A similar conflict of benefits is visible in the issue of "net neutrality," which has arisen because large Internet service providers (such as Comcast and Verizon) are looking at large increases in traffic as people download video and other large files. They wish to be able to steer their customers to their own download services and therefore wish to be able to charge other content providers for access to customers. They may also wish to charge customers more, and Comcast at least has drawn attention for cutting off customers who exceed unspecified limits on downloads.

The Internet has thrived without imposing barriers to content providers (or customers). Here Lessig argues that in order to protect the growth and economic vitality of the Internet, Congress should enact "network neutrality" legislation to prevent broadband providers from interfering with free competition among application and content providers. By stimulating innovation, such legislation would ultimately benefit consumers.

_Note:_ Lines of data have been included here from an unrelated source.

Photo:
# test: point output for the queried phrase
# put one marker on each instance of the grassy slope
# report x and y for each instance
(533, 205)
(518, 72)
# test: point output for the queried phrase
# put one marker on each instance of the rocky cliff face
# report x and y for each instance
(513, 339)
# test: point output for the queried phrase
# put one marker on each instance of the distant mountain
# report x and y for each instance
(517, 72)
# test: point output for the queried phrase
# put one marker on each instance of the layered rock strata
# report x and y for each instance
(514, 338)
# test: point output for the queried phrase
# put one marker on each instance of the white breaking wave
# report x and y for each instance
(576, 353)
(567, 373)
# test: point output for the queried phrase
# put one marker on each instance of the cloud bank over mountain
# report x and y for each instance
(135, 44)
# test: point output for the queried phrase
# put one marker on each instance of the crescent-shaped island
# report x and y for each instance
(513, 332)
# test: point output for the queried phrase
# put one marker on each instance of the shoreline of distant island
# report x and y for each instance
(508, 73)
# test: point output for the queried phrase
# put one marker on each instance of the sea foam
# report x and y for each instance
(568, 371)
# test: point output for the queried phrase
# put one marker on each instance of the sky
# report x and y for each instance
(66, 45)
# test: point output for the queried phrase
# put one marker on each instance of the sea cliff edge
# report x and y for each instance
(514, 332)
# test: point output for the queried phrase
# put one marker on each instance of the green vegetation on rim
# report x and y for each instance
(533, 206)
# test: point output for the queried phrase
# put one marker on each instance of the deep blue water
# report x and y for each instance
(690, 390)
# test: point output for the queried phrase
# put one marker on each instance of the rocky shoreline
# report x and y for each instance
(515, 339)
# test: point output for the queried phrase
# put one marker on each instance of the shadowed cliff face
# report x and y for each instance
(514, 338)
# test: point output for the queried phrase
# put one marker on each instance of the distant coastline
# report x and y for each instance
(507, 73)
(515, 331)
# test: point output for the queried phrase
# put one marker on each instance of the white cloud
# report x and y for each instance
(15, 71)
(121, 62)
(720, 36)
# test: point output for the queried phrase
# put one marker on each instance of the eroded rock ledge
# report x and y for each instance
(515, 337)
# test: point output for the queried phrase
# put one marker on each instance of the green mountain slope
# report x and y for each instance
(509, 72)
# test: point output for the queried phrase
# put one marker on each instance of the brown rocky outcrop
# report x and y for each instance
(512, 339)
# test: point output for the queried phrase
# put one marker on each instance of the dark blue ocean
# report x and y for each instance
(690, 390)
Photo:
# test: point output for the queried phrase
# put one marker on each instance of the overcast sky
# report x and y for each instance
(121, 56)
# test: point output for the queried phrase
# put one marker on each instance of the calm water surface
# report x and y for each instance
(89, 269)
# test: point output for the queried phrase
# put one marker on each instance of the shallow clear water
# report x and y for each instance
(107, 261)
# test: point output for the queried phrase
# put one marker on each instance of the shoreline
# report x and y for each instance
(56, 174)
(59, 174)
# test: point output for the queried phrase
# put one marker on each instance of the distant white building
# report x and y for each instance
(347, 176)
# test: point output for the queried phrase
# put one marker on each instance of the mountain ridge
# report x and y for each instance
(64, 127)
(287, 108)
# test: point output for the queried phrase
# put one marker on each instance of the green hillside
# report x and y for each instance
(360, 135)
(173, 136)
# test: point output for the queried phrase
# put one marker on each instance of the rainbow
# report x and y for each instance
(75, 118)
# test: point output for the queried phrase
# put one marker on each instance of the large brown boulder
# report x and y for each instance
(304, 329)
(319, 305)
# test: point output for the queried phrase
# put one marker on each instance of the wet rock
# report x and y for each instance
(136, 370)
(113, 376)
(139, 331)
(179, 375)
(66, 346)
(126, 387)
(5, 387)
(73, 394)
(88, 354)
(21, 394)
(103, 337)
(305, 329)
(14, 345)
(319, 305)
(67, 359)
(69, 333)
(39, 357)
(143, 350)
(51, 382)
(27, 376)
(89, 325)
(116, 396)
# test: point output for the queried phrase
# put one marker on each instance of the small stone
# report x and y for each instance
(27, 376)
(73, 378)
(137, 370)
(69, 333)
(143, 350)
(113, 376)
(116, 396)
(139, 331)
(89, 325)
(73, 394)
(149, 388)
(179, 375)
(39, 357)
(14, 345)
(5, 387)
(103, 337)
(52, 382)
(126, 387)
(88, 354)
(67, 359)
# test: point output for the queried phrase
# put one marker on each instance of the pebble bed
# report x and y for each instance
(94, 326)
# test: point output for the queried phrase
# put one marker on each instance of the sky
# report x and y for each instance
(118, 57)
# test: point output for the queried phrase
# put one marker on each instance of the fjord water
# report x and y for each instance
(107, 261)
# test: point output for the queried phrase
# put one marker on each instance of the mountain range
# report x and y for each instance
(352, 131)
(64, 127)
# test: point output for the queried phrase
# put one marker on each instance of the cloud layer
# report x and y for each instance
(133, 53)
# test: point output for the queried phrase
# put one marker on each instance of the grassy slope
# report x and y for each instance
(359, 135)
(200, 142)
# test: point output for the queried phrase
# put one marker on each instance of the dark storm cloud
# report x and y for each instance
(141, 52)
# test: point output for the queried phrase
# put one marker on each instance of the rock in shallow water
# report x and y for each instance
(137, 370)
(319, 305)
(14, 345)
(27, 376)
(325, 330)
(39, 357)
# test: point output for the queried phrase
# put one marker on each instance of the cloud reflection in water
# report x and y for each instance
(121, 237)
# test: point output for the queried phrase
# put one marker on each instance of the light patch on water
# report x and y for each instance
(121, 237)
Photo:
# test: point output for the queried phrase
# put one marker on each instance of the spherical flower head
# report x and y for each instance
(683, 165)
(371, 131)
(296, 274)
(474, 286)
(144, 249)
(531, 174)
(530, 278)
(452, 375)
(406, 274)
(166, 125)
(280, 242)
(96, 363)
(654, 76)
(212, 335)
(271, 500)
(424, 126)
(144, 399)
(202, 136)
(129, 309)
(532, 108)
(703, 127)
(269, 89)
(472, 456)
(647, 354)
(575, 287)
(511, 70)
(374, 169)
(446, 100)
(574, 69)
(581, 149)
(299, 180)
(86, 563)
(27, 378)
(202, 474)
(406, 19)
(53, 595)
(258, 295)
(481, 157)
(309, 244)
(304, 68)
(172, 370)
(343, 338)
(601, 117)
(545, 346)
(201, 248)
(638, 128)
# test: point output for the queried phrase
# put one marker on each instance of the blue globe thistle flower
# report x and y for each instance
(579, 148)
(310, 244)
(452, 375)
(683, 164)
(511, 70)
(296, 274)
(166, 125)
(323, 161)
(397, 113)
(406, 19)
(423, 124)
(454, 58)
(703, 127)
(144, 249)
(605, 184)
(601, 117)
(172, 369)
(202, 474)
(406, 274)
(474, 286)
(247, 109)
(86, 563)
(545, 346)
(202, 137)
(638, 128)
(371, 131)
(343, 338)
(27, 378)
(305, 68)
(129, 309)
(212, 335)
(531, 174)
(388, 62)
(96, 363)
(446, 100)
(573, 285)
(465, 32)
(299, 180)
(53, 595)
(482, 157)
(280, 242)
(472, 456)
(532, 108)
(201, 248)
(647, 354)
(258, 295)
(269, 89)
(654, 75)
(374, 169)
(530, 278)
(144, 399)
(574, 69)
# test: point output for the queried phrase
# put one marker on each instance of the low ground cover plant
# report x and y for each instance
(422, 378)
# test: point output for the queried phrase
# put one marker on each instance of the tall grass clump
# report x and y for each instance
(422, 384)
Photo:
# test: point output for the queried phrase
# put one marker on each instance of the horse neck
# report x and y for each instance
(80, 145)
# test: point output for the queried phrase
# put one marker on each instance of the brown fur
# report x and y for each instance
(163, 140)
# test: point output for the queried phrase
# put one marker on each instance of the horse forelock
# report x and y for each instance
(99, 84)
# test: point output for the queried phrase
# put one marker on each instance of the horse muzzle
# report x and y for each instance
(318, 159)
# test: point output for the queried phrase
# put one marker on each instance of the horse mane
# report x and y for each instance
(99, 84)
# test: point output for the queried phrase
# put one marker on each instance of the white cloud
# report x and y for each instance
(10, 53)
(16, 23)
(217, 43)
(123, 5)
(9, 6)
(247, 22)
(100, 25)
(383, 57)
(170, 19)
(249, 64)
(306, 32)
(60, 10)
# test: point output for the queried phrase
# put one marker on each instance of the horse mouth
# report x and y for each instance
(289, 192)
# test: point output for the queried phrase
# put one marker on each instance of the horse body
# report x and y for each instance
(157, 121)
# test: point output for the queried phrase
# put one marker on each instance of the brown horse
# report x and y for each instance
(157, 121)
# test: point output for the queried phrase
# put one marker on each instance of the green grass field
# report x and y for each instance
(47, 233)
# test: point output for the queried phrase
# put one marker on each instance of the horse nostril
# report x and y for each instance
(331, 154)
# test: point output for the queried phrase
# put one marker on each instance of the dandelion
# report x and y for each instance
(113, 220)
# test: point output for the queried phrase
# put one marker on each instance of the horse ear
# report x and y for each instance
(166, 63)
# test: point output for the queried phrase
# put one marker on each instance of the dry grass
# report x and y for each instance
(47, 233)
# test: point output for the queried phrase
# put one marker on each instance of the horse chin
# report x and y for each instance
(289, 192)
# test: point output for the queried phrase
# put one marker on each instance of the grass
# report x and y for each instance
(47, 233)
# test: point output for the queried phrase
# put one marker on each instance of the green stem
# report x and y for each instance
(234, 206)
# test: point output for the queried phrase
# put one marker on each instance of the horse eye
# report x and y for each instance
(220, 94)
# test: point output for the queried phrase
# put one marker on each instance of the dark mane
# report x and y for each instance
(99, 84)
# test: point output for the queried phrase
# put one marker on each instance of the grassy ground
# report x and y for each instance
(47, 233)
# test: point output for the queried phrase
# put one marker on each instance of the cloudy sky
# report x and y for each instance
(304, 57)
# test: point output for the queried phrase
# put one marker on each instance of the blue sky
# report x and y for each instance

Kyle McSlarrow, President and Chief Executive Officer of the National Cable & Telecommunications Association, argues that "net neutrality" mandates would interfere with the ability of broadband providers to improve Internet access and thus would ultimately undermine consumer choice and welfare.

Is net neutrality just a matter of promoting innovation, growth, and economic vitality? Joe Dysart, "The Quest for Net Neutrality," American School Board Journal (May 2008), says that broadband providers such as AT&T and Comcast are pushing for a two-tiered Internet, with one tier free but slow and a second tier that provides more speed at a premium price. Dysart notes that this would adversely impact institutions such as public schools, whose limited budgets would confine them to the inferior tier. Religious groups have similar concerns. Testifying at the same "The Future of the Internet" hearing that provided the selections for this issue, Michele Combs, Vice President of Communications for the Christian Coalition of America, argued that net neutrality has been abused by many ISPs: "Verizon Wireless censored text messages sent by the pro-choice advocacy group, NARAL, to its own members who had voluntarily signed up to receive them. ... AT&T [has] cut off political speech during live concerts ... [and] Comcast was blocking consumers' ability to download the King James Bible." Combs says that, "Increasingly, faith-based groups are turning to the Internet to promote their political rights, to engage in what Ronald Reagan called 'the hard work of freedom.' We should not let the phone and cable companies interfere with that work."

According to Alan Joch, "Debating Net Neutrality," Communications of the ACM (October 2009), some people consider the battle over net neutrality nothing less than a battle over the shape of American culture. However, "existing regulatory and market forces may already be working to keep abuses in check." Indeed, the FCC in 2010 set rules to enforce net neutrality, although many people think the rules excessively weak.

Questions for Discussion

1. Pool tells us what "social constructivism" is and how it affects the development of technologies. What developments in society can you adduce to explain the current trend toward regulation of the Internet?

2. What social factors seem likely to influence how robots are accepted, regulated, and modified? Will gender issues affect the outcome? Age issues? Consider the development in Japan of robot suits to help people walk.

3. What social forces are at work in the net neutrality debate?